I wouldn't suggest that you continue investing in a tedious business - as it grows, your partner could still benefit from their large stake. At least you have gained something from this for future reference - choose your partners wisely, and as previously stated, ensure solid agreements are in place.
I hope that you make the right decision for yourself, your company and ultimately your paying clients. Best of luck!
June 16th, 2009, 09:22 PM
Thanks for the great reply, i am considering saving money and buying his share and i will pay for all our fees in the meantime if necessary.
Originally Posted by Ci-Theo
Yes, we are registered, so it is a little complicated and i am close friends with some of the clients so i dont want to sell them.
June 18th, 2009, 12:47 PM
If you really want to save the business, you don't have any other choice but to continue working on it. Well, for the issue of not working and doesn't want to contribute any additional capital, he's doing the right thing that he needs to sell his share. However, it doesn't necessarily mean that you need to buy his share. He must not even force you to buy his share in an excessive amount. Tell him to find other person who's interested with his share. Do this only if its OK with you...
Originally Posted by bigideaguy
August 11th, 2009, 07:53 PM
You don't say how much the expenses are. If they are small just keep paying it yourself. I would send him a bill for the amount due, and just let it add up. Keep working on the biz. If he's your friend you don't want a messy break up. Let him know how you honestly feel (He's being unreasonable) & what you'd be willing to pay or whatever (less his past due amount of course). Eventually he'll owe more than his equity.
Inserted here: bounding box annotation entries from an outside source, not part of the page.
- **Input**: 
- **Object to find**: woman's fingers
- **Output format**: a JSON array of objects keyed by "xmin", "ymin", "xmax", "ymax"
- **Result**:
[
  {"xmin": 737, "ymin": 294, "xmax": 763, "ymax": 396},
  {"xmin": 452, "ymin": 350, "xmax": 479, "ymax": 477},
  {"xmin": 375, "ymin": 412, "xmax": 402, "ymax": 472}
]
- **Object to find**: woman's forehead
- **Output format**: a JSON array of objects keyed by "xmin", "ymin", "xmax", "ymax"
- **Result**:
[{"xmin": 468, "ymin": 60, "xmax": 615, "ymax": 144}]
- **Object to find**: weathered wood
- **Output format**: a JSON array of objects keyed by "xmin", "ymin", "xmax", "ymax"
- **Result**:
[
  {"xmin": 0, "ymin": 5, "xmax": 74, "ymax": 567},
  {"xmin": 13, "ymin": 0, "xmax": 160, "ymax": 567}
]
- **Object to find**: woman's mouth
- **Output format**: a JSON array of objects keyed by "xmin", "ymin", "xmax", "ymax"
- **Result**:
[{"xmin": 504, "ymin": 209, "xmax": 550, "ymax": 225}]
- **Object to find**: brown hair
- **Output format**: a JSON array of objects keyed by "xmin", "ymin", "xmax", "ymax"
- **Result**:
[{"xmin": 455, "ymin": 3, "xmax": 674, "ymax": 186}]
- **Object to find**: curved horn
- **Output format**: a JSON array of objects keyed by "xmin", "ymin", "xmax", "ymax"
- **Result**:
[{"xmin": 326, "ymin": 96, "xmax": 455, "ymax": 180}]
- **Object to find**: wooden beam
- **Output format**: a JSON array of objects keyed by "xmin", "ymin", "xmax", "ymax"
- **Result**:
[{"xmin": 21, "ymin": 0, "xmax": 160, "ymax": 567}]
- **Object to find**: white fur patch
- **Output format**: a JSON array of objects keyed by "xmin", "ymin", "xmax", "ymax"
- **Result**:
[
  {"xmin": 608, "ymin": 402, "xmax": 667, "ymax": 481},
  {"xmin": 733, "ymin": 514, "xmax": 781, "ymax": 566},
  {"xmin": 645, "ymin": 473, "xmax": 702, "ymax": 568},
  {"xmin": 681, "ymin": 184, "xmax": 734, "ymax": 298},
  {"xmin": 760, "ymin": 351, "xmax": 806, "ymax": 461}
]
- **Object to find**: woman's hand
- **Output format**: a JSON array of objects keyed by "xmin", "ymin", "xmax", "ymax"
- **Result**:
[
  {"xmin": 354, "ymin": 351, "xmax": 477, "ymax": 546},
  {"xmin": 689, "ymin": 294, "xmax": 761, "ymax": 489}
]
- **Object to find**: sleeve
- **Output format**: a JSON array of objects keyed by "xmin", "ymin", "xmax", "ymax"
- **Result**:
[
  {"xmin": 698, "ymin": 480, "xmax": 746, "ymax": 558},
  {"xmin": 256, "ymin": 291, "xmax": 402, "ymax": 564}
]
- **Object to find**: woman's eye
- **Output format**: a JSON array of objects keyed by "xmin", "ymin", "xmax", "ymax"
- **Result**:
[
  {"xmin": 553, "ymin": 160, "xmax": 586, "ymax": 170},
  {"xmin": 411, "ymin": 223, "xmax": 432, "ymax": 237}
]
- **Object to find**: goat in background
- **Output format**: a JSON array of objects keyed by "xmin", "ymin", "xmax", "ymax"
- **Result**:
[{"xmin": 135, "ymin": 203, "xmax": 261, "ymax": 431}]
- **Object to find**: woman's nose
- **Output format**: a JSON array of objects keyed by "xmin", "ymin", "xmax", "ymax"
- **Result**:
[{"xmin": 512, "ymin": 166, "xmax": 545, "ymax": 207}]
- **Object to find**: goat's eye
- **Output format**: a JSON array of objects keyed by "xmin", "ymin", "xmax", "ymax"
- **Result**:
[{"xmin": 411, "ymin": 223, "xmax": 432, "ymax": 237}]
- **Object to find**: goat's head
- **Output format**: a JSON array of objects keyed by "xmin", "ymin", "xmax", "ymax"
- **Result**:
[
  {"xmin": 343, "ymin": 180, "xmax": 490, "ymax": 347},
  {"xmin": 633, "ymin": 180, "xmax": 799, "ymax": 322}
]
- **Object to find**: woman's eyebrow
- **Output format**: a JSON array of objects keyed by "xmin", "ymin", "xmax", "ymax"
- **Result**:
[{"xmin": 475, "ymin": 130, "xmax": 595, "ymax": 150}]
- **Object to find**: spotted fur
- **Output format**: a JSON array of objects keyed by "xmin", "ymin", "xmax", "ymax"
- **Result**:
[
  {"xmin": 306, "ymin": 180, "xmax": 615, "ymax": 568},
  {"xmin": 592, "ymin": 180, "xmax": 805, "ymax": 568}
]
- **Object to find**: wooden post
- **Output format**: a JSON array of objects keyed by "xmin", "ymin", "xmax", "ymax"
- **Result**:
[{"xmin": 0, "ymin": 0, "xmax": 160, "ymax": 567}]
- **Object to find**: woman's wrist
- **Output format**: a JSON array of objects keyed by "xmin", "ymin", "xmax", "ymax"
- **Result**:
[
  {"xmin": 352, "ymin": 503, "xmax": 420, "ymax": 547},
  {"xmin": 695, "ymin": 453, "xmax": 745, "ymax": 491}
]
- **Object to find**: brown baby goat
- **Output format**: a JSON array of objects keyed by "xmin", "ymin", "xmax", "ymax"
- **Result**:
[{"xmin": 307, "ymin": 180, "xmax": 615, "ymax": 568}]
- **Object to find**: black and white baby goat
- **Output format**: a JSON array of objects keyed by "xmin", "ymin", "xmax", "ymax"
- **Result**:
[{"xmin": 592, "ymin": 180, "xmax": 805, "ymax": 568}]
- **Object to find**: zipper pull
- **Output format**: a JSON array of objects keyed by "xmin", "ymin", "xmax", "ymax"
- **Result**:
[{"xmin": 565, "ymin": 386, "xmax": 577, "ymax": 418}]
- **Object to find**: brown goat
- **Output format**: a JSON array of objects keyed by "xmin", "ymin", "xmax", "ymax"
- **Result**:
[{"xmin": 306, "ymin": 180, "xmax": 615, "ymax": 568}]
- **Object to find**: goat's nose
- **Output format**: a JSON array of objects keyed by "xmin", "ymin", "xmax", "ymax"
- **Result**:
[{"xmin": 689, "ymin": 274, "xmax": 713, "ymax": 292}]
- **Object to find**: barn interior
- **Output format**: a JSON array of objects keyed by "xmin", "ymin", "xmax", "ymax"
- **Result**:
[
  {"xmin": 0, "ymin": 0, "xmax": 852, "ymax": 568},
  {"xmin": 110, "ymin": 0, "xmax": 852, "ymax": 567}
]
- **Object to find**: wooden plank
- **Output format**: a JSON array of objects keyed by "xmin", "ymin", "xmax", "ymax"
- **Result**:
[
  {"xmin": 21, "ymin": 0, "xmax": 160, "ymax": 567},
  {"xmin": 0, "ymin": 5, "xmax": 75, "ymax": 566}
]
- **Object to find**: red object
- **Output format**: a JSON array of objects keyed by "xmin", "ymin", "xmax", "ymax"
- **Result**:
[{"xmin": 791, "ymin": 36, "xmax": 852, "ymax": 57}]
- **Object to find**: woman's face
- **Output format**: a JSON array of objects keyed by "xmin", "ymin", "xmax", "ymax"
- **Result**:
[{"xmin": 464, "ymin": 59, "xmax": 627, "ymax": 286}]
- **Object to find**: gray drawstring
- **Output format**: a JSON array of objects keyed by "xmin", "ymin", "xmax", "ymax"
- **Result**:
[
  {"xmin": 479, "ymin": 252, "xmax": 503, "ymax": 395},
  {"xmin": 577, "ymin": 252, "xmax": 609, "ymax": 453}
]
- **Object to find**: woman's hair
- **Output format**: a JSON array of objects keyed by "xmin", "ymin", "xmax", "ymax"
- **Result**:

Make sure he knows he or the new owner will need to pay you the past due amount upon transfer & you would also want to OK any buyer.
You mention a contract. I assume there is no provision for 1 party basically abandoning the business. Should other options not work I would get something written up to "fire" or suspend him for not upholding his end since that is what he seems to have done
September 7th, 2009, 10:32 PM
yea, there was nothing in the contract about a partner not paying or anything like that and what happends if one refuses to pay. All it said was that each partner should pay an equal share of expenses.
I got a better job during the summer and was able to take the business and get him to agree to sign a new contract breaking the old contract and selling the business to me for all of the money he put in to the business so far. after i calculated what we spent compared to what we had both split in profits it came down to about $300 which was much easier, now i run the business myself and managed to spend the extra summer money to advertise and get more clients which has gotten me even with fees for each month, or atleast almost even. I am still struggling a little bit with unexpected expenses, but i a managing so far.
Thanks for all the help, this is a lesson for any future business contracts and partnerships
September 15th, 2009, 10:42 AM
Frankly What I would Do
This is a "Classic happening," although I have little specifics.
Originally Posted by bigideaguy
document your partner's inactivity and move on.
Don't worry about present bills. Grab all the customers you have and inform them. Actually when I think deeper into this, your partner's inactivity is grounds for "breach in agreement."
In other words your partner is liable for suite or natural breach.
Move on and streamline your machine. Keep all the assets that you have attained and defy your partner as he/she has defied you. I suggest giving you partner a written warning listing the problems in the form of certified letter. If he does not respond, this solidifies the breach. Being in business takes courage.